Dans son livre, qui traite de la révolution anthropologique, Redeker dresse le portrait de l’homme nouveau, l’être sans souci. Contrairement aux animaux, l’homme est capable de se regarder mourir, il est conscient de sa finitude. Cette conscience génère chez lui le souci, qui est «la matrice de l’intériorité». Il a souci de son âme, souci d’autrui, souci de soi et du monde. Les notions de péché et de salut transcendant sont intimement liées au souci existentiel de l’homme. Le péché pose le cadre des limites que l’homme chrétien a le souci de ne pas transgresser s’il aspire au salut. A partir de là, Redeker développe une thèse remarquable. Il dit que la pensée du péché originel protégeait contre le totalitarisme, contre le fanatisme constructiviste de l’homme nouveau tant qu’elle était largement partagée. «Totalitarisme et prométhéisme anthropologique ne peuvent surgir qu’après la mort de Dieu.»
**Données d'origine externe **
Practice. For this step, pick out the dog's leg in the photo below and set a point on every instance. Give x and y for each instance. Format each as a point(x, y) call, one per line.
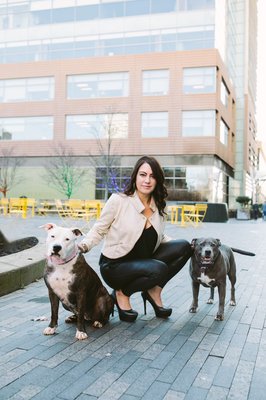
point(232, 278)
point(210, 301)
point(103, 307)
point(81, 331)
point(221, 291)
point(195, 291)
point(54, 301)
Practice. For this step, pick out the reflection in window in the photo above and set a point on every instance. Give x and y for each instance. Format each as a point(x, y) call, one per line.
point(155, 82)
point(118, 179)
point(198, 123)
point(224, 94)
point(223, 133)
point(199, 37)
point(154, 124)
point(114, 84)
point(97, 126)
point(26, 89)
point(26, 128)
point(199, 80)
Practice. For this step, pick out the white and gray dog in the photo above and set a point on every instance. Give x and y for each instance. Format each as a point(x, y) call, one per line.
point(72, 281)
point(210, 263)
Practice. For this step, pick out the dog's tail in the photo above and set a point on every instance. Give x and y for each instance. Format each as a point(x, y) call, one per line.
point(245, 253)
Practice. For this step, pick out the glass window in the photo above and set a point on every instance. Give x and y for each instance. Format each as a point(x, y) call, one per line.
point(224, 94)
point(60, 15)
point(26, 89)
point(155, 82)
point(26, 128)
point(40, 17)
point(111, 10)
point(137, 7)
point(158, 6)
point(198, 123)
point(97, 126)
point(200, 4)
point(154, 124)
point(223, 133)
point(198, 37)
point(199, 80)
point(114, 84)
point(87, 12)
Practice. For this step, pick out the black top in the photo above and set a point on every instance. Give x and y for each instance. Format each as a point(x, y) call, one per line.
point(145, 245)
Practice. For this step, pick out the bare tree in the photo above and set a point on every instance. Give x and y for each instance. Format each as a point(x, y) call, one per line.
point(63, 173)
point(106, 132)
point(9, 170)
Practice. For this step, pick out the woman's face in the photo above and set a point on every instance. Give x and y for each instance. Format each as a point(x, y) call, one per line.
point(145, 181)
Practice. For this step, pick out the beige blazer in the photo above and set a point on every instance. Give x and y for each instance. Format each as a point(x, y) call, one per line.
point(121, 224)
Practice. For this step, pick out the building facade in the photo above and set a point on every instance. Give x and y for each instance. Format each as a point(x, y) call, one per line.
point(113, 80)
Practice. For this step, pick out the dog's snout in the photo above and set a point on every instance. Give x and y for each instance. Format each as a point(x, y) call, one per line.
point(56, 248)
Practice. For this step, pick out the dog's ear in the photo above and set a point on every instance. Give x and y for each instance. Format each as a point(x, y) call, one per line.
point(48, 226)
point(77, 232)
point(193, 242)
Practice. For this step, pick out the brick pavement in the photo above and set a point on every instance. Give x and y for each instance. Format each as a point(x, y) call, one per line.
point(188, 356)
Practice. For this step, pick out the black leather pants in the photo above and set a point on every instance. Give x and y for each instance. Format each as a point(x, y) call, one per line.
point(142, 274)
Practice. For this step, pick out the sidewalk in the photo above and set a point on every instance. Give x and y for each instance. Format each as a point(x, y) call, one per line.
point(188, 356)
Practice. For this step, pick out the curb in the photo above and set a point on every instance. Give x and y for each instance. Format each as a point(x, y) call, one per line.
point(20, 269)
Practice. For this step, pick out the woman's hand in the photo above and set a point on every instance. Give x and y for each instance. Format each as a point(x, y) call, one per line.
point(82, 247)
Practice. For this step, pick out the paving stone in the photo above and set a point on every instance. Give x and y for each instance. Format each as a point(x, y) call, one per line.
point(140, 386)
point(185, 357)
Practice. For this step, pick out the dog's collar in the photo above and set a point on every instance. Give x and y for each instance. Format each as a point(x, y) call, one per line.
point(58, 261)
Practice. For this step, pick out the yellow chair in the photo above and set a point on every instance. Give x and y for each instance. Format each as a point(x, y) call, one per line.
point(200, 210)
point(62, 210)
point(93, 208)
point(194, 214)
point(76, 208)
point(31, 203)
point(188, 214)
point(173, 212)
point(4, 205)
point(18, 206)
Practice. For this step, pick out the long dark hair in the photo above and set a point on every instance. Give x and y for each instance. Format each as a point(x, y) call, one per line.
point(160, 192)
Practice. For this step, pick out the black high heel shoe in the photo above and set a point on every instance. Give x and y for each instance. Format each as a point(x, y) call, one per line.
point(160, 312)
point(124, 315)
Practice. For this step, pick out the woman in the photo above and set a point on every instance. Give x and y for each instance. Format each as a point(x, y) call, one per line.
point(136, 255)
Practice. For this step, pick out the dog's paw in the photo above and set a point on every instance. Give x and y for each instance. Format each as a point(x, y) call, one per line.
point(49, 330)
point(97, 324)
point(71, 319)
point(81, 335)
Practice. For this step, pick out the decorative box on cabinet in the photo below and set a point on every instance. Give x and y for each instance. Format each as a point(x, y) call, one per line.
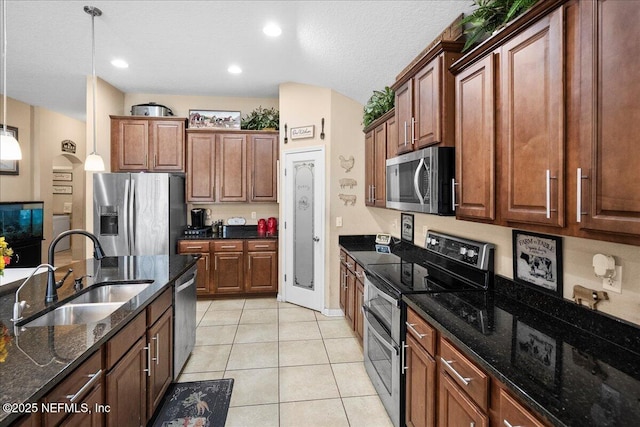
point(147, 144)
point(424, 102)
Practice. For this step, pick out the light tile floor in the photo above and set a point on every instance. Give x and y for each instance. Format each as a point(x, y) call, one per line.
point(291, 366)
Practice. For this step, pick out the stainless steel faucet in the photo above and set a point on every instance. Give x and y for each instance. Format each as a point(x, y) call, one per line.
point(52, 285)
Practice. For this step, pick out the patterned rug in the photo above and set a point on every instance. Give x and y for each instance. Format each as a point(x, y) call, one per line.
point(195, 404)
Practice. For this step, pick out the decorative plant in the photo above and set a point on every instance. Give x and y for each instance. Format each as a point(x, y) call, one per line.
point(380, 102)
point(261, 118)
point(491, 15)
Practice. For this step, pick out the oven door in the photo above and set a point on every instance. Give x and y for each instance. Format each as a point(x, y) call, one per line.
point(382, 363)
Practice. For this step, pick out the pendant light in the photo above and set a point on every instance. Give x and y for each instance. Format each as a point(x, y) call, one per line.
point(94, 161)
point(9, 147)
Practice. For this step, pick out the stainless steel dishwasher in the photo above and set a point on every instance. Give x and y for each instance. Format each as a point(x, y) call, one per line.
point(184, 319)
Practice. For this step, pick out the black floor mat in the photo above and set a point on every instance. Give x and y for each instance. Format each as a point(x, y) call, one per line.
point(195, 404)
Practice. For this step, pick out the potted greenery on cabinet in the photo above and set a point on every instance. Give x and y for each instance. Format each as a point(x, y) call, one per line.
point(261, 119)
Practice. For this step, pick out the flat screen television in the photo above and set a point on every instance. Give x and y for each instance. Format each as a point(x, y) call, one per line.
point(21, 221)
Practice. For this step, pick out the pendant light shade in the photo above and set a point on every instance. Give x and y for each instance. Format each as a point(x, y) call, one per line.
point(94, 162)
point(9, 146)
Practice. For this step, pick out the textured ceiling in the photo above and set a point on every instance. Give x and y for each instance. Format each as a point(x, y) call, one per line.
point(185, 47)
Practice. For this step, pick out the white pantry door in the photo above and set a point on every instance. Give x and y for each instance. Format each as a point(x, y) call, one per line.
point(303, 201)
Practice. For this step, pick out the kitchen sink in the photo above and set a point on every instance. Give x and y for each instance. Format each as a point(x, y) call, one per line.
point(92, 305)
point(73, 314)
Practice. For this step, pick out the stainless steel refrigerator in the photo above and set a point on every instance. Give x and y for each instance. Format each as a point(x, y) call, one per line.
point(139, 213)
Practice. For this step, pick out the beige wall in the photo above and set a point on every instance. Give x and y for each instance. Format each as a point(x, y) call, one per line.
point(19, 187)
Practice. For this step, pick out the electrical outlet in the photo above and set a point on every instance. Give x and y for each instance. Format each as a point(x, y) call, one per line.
point(615, 285)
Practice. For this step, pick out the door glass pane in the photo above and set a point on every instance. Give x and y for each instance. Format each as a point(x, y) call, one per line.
point(303, 188)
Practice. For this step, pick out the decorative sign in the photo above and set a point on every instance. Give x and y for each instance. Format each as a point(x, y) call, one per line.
point(62, 189)
point(302, 132)
point(537, 261)
point(68, 146)
point(62, 176)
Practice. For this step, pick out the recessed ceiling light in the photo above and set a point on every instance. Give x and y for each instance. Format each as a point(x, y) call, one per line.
point(234, 69)
point(120, 63)
point(272, 30)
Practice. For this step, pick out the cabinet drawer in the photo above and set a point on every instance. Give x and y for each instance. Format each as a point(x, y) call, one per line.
point(120, 344)
point(195, 246)
point(465, 373)
point(228, 246)
point(514, 414)
point(262, 245)
point(424, 333)
point(87, 376)
point(159, 306)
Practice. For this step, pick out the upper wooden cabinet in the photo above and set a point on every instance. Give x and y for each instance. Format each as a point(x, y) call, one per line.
point(375, 151)
point(608, 198)
point(476, 141)
point(532, 123)
point(224, 166)
point(424, 102)
point(147, 144)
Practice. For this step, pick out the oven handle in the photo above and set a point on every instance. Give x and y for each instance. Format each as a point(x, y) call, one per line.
point(380, 338)
point(383, 294)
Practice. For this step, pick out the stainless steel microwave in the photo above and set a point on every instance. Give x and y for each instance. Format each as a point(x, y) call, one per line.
point(421, 181)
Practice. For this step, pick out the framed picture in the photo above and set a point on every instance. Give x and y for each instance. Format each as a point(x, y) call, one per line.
point(214, 119)
point(62, 176)
point(538, 354)
point(10, 167)
point(537, 261)
point(406, 226)
point(62, 189)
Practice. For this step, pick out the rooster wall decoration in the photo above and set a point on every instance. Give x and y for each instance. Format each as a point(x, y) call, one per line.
point(347, 164)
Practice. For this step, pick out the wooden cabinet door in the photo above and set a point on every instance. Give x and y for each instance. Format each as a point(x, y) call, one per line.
point(369, 167)
point(228, 272)
point(160, 338)
point(420, 386)
point(404, 117)
point(455, 408)
point(231, 151)
point(201, 178)
point(262, 162)
point(532, 123)
point(129, 145)
point(262, 271)
point(167, 143)
point(380, 136)
point(350, 298)
point(426, 105)
point(475, 141)
point(127, 388)
point(609, 149)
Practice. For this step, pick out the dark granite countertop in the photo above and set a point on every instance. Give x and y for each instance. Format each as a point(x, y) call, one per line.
point(36, 358)
point(234, 232)
point(586, 371)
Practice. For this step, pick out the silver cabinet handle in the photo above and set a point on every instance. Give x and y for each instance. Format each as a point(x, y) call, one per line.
point(548, 185)
point(448, 363)
point(93, 378)
point(157, 340)
point(453, 194)
point(403, 362)
point(148, 350)
point(411, 326)
point(579, 179)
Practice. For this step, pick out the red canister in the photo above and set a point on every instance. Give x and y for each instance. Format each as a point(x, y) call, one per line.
point(272, 226)
point(262, 227)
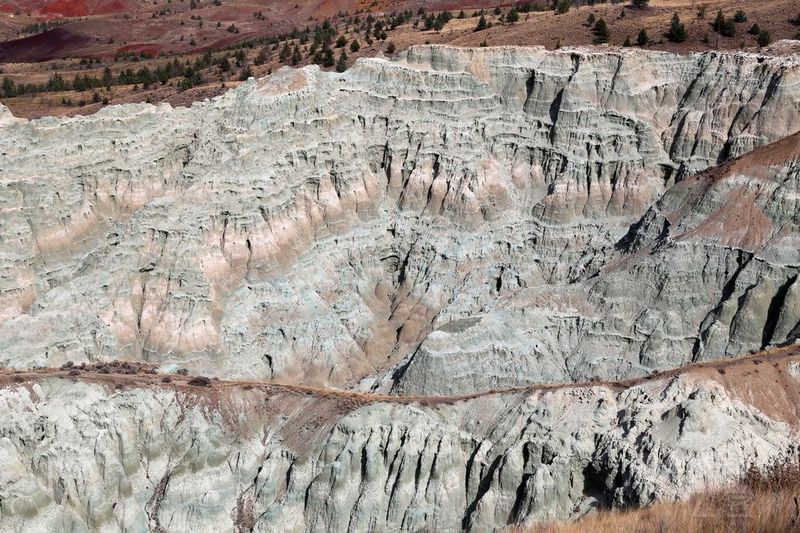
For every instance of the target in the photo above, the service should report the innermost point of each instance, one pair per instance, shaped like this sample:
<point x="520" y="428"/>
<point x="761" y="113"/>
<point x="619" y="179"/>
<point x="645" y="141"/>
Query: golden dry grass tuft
<point x="766" y="501"/>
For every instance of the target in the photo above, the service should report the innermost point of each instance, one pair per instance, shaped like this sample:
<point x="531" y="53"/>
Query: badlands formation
<point x="472" y="268"/>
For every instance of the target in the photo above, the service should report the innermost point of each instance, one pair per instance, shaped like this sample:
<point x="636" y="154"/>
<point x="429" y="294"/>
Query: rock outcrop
<point x="326" y="228"/>
<point x="104" y="453"/>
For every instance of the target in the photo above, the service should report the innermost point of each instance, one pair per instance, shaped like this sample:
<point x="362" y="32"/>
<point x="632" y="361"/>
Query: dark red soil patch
<point x="51" y="44"/>
<point x="66" y="8"/>
<point x="147" y="48"/>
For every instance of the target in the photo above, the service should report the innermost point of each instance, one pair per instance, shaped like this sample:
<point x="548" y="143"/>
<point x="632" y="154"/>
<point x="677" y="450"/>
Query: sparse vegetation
<point x="765" y="500"/>
<point x="724" y="26"/>
<point x="562" y="6"/>
<point x="677" y="30"/>
<point x="600" y="30"/>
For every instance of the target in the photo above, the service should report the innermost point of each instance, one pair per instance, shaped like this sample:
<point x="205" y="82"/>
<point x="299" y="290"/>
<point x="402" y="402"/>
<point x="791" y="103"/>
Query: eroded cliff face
<point x="331" y="228"/>
<point x="452" y="222"/>
<point x="107" y="453"/>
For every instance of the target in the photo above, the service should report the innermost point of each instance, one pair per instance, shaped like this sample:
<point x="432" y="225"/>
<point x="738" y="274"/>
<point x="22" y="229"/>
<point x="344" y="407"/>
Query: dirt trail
<point x="743" y="376"/>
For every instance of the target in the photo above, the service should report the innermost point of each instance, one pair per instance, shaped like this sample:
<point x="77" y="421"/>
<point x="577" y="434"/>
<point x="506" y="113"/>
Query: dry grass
<point x="765" y="501"/>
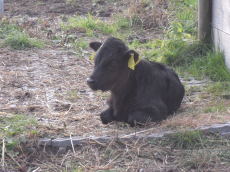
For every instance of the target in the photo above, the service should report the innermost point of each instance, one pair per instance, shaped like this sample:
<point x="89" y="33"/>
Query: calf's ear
<point x="128" y="54"/>
<point x="95" y="45"/>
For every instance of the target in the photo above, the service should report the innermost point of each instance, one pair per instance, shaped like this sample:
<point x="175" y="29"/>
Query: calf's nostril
<point x="90" y="81"/>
Le monde chrétien s’est construit sur l’imperfection originelle de l’homme et sur son acceptation sous le signe du péché originel. L’homme chrétien connaissait ses limites et acceptait sa finitude. Ainsi, explique Redeker, le péché était une réalité protectrice contre la fabrication de l’homme nouveau. Le lent effondrement du monde chrétien, provoqué dans un premier temps par les Lumières et ensuite par le marxisme, a libéré le rêve d’un homme parfait dans un monde illimité. Tandis que le christianisme avait le courage de se résigner à l’homme, le monde moderne entreprenait de le détruire et propageait l’avènement de l’homme nouveau, un homme abstrait, irréel et sans limite. Cet homme nouveau, centre de l’univers, entièrement dépourvu d’humanité car trop parfait pour être humain, a constitué le fond de commerce de tous les systèmes totalitaires du XXe siècle, communisme, nazisme, fascisme. Redeker nous montre que l’homme nouveau n’est pas mort. Au contraire, il réapparaît aujourd’hui sous la forme d’Egobody, cet animal nouveau programmé à haïr son âme, à la tuer, à tuer sa finitude en se servant de nouvelles technologies que la science est avide de développer au nom du sacro-saint progrès, car dans le nouveau conformisme antihumain de type égalitaire, tout sera désormais possible.

Notes:

1 Philippe Muray, Festivus, festivus, Editions Fayard, 2005.

2 Robert Redeker, Egobody, La fabrique de l’homme nouveau, Editions Fayard, 2010.